Primary education teachers’ union Poed on Tuesday urged the education ministry to carry out an “objective” probe into the alleged marginalisation of an eight-year-old girl with Down’s syndrome at her school’s celebration of the Ochi anniversary.
Things may not exactly be as they were presented, head of the union Filios Fylactou said.
The education ministry ordered a report of events after the mother of the eight-year-old complained that while her daughter was on stage with other classmates to recite a poem at her Nicosia district school last Friday she was bypassed when it was her turn to pick up the microphone, which was given to the girl next to her. A video the mother released shows the girl left standing there reaching for the microphone that never came. The event was to mark the anniversary of Ochi Day, which marks the Greek resistance against the Axis powers during World War II celebrated on October 28.
The mother’s complaint, which she initially posted on social media, went viral, prompting Education Minister Costas Hambiaouris to ask for a meeting with her and her husband. He also asked for a report of events surrounding the incident from the school. The report has already been delivered to the education ministry, reports said.
The mother said she complained to the head teacher of the school, who, allegedly brushed her off.
She said she told the head teachers that they could give her daughter at least a word to say. The girl has a speech impediment but she has a perception, the mother said.
“We knew that that child could not recite that poem, but we thought they would give her the microphone to say it in her own way, to feel that she was part of the whole so that she would not feel she was left out,” the mother told Omega TV. But instead, she said, they have marginalised her.
“How can one grow if they are constantly in isolation?” she asked.
The woman also said that the school in question had marginalised her daughter on other occasions.
The outcry on social media against the school prompted Poed to call on the education ministry to ensure the probe was carried out “with objectiveness.”
The union also called on the ministry, once the findings of the report are known, to take a stand “officially and responsibly in relation to the actual facts.”
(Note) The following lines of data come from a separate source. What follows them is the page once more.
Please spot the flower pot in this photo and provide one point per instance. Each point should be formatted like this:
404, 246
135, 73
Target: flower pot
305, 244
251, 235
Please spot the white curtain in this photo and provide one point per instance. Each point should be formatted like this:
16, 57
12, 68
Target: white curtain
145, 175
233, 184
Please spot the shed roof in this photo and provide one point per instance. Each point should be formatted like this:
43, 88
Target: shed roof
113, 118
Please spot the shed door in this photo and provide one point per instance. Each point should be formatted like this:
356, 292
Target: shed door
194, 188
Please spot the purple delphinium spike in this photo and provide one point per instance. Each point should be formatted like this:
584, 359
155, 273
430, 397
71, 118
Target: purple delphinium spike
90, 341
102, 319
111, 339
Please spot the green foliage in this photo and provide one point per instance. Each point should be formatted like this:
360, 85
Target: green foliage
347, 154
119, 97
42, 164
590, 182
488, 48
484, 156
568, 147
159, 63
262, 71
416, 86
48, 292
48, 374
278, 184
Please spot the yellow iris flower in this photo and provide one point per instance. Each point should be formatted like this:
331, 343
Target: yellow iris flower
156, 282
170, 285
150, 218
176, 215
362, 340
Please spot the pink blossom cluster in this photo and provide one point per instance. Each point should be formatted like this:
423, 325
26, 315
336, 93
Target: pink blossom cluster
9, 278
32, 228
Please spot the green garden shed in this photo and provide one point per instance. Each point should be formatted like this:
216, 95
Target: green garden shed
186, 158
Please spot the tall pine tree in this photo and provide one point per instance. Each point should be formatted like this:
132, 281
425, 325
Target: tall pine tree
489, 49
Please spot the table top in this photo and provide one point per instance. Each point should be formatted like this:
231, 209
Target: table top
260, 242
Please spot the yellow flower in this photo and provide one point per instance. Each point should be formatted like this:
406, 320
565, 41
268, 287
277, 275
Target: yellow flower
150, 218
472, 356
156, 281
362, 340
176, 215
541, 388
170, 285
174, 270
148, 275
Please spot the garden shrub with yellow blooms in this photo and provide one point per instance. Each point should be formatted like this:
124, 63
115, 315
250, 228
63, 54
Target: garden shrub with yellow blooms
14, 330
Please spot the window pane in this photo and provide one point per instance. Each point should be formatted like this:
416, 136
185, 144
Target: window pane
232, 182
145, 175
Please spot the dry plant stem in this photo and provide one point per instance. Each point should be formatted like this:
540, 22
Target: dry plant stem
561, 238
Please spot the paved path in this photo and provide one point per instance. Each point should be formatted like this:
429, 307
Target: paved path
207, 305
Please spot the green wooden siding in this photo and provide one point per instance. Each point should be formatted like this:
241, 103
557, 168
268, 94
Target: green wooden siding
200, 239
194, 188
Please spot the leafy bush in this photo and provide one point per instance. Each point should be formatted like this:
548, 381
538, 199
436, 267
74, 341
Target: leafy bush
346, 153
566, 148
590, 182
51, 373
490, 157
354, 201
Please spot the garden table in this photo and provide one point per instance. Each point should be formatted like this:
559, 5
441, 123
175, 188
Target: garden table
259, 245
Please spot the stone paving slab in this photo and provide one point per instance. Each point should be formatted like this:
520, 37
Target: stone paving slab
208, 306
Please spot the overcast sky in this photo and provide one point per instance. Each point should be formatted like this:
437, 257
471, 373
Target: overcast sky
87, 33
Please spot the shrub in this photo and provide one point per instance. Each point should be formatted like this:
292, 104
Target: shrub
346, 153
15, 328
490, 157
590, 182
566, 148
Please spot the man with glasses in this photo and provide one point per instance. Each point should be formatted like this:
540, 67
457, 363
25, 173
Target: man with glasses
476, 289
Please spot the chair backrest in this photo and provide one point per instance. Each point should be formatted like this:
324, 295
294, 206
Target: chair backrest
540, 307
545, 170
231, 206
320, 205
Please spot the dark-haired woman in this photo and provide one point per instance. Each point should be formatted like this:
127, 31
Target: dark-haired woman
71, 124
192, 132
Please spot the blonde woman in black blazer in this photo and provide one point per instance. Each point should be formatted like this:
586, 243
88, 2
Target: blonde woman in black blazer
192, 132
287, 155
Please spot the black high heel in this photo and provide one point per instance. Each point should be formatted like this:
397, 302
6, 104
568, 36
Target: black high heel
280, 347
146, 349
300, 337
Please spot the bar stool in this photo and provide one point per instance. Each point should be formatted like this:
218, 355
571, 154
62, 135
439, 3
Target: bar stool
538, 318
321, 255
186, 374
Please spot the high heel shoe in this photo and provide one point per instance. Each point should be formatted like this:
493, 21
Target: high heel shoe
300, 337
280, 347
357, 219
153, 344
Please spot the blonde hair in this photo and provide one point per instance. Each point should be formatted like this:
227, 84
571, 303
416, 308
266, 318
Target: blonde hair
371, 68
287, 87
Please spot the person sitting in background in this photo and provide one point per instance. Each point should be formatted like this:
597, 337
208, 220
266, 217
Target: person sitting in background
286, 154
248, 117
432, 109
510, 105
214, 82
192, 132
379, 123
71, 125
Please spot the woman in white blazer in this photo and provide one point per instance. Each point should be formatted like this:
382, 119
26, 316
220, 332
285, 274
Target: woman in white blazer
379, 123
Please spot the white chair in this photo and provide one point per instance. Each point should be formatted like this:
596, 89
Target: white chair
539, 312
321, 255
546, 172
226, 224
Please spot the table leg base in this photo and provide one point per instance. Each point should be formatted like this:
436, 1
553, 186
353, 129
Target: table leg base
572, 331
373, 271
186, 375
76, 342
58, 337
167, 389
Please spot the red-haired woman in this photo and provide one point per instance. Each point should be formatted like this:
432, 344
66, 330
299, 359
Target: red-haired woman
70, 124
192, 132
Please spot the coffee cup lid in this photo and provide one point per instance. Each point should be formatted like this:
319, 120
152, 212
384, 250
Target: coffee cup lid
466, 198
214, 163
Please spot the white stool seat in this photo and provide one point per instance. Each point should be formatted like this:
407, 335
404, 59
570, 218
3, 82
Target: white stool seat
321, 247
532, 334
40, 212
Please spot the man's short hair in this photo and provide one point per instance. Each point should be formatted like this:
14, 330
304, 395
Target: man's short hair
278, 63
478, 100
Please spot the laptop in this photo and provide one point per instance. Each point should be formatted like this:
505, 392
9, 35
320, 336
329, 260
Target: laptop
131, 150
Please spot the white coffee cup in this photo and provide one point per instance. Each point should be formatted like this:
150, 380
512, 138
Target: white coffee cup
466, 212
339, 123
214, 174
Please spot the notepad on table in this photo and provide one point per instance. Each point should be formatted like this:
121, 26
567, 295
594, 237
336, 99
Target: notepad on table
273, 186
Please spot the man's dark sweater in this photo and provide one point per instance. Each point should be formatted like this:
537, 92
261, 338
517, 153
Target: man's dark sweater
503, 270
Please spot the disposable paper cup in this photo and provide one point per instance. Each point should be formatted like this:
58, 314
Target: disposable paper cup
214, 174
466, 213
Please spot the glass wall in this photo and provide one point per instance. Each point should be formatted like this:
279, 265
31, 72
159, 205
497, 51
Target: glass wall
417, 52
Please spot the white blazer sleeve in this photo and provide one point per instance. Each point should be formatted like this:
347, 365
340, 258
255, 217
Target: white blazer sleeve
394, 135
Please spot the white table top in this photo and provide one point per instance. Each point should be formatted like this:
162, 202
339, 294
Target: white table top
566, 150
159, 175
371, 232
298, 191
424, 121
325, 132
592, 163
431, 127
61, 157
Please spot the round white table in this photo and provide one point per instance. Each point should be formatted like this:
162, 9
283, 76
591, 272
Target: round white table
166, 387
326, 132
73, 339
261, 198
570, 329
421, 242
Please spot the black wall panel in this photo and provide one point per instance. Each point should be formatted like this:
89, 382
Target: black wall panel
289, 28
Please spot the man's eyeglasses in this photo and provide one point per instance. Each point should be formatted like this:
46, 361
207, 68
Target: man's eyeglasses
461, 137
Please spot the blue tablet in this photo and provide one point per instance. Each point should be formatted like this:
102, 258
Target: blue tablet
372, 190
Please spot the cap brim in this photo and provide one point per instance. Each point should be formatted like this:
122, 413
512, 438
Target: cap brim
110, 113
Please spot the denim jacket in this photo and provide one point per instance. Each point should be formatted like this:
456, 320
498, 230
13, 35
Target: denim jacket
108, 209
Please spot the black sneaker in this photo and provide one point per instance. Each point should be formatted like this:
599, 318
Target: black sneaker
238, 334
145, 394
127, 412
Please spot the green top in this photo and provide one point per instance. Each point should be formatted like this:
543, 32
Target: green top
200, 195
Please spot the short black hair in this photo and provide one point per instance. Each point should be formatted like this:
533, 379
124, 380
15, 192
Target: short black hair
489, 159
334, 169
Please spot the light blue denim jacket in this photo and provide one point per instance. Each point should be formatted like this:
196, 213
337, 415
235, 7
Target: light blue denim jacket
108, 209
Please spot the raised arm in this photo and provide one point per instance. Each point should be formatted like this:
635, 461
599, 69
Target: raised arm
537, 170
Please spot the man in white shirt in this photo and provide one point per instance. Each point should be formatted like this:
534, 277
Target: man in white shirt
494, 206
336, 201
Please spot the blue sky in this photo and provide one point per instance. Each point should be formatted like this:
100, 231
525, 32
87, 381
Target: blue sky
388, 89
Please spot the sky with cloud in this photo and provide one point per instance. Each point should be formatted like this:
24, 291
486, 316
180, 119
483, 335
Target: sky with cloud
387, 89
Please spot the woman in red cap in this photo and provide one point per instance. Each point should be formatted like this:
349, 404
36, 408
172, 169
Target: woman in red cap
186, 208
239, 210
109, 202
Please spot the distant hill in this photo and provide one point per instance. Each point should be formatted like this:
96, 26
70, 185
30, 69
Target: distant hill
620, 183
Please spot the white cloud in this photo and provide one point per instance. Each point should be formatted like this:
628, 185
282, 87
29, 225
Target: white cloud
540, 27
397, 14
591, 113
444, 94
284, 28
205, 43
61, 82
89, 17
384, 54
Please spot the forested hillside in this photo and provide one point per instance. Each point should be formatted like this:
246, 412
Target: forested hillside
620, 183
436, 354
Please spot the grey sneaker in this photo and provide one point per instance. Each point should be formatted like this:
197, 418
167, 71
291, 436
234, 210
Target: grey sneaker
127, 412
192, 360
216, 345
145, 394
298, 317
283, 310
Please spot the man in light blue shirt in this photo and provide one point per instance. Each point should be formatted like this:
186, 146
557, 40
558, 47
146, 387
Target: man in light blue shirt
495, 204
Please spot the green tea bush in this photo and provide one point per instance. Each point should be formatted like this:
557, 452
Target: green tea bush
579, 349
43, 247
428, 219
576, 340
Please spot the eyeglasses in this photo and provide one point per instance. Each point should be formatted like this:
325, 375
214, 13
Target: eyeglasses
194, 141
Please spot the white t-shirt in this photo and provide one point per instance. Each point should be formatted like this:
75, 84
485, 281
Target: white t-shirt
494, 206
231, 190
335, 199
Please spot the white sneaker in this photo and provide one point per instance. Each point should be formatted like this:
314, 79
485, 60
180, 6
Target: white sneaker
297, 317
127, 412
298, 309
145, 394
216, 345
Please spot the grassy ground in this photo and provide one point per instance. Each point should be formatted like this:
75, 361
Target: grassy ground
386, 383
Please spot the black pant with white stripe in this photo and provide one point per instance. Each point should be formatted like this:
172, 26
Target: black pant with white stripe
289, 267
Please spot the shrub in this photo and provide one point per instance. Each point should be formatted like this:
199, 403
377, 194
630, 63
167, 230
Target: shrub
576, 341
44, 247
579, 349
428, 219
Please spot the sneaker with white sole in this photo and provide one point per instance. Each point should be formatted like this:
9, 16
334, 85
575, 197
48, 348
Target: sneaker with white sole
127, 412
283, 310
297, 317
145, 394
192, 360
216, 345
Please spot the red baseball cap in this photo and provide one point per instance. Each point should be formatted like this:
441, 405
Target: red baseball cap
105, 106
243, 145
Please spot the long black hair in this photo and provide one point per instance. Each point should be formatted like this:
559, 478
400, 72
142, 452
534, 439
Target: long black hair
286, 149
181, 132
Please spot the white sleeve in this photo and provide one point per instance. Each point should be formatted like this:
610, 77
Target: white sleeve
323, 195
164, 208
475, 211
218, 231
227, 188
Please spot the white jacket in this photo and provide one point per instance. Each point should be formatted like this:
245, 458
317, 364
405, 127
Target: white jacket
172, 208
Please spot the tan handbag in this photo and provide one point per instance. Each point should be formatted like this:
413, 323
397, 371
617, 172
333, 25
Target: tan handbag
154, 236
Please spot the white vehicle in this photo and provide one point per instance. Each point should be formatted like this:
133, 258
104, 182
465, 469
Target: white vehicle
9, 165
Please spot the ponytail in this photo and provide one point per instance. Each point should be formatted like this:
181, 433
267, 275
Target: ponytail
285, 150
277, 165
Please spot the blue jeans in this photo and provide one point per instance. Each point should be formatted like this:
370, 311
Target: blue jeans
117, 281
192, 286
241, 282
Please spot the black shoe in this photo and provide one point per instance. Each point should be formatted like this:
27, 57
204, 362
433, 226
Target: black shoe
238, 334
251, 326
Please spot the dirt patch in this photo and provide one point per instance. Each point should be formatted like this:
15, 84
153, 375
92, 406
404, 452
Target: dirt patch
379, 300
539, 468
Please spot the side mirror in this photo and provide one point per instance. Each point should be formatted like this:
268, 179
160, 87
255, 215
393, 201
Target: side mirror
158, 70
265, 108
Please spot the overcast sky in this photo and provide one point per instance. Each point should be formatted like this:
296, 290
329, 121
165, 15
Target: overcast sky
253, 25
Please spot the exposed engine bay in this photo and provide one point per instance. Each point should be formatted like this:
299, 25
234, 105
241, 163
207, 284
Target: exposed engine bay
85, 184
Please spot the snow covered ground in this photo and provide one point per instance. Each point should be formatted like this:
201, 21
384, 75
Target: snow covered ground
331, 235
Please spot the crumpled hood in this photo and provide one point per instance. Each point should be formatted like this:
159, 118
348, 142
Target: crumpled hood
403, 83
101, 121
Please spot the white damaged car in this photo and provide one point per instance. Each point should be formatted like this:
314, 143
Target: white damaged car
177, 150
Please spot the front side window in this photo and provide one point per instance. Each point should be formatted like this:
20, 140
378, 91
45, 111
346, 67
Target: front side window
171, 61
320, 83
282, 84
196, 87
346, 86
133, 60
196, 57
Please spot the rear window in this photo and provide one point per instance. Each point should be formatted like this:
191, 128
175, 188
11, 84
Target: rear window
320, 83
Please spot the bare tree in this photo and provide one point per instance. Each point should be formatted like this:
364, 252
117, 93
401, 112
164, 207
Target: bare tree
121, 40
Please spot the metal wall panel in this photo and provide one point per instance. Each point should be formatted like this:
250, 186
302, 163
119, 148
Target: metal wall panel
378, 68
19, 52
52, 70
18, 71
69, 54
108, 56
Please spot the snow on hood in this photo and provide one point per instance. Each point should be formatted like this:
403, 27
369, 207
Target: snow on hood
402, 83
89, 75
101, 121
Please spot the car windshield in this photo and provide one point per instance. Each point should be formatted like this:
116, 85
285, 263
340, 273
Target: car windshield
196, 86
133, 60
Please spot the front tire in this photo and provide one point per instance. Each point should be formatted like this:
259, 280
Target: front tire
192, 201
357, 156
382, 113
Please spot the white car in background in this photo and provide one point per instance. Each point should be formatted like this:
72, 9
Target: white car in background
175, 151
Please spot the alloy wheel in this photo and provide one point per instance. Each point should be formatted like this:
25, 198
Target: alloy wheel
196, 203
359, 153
Fylactou told CyBC radio that according to his information it was the decision of a team – including a speech therapist and the school’s special education teacher – as to how the girl would participate in the event. Fylactou said that the child had indeed been included, and not marginalised by participating at the event.
He said that as the school cannot defend itself in public, it is the job of the education ministry to thoroughly investigate the mother’s claims.
The union said in a statement that it would not tolerate anyone turning a blind eye to incidents in schools concerning children or teachers but at the same time it would not accept the public condemnation of schools and / or teachers without first legal and appropriate investigative procedures taking place.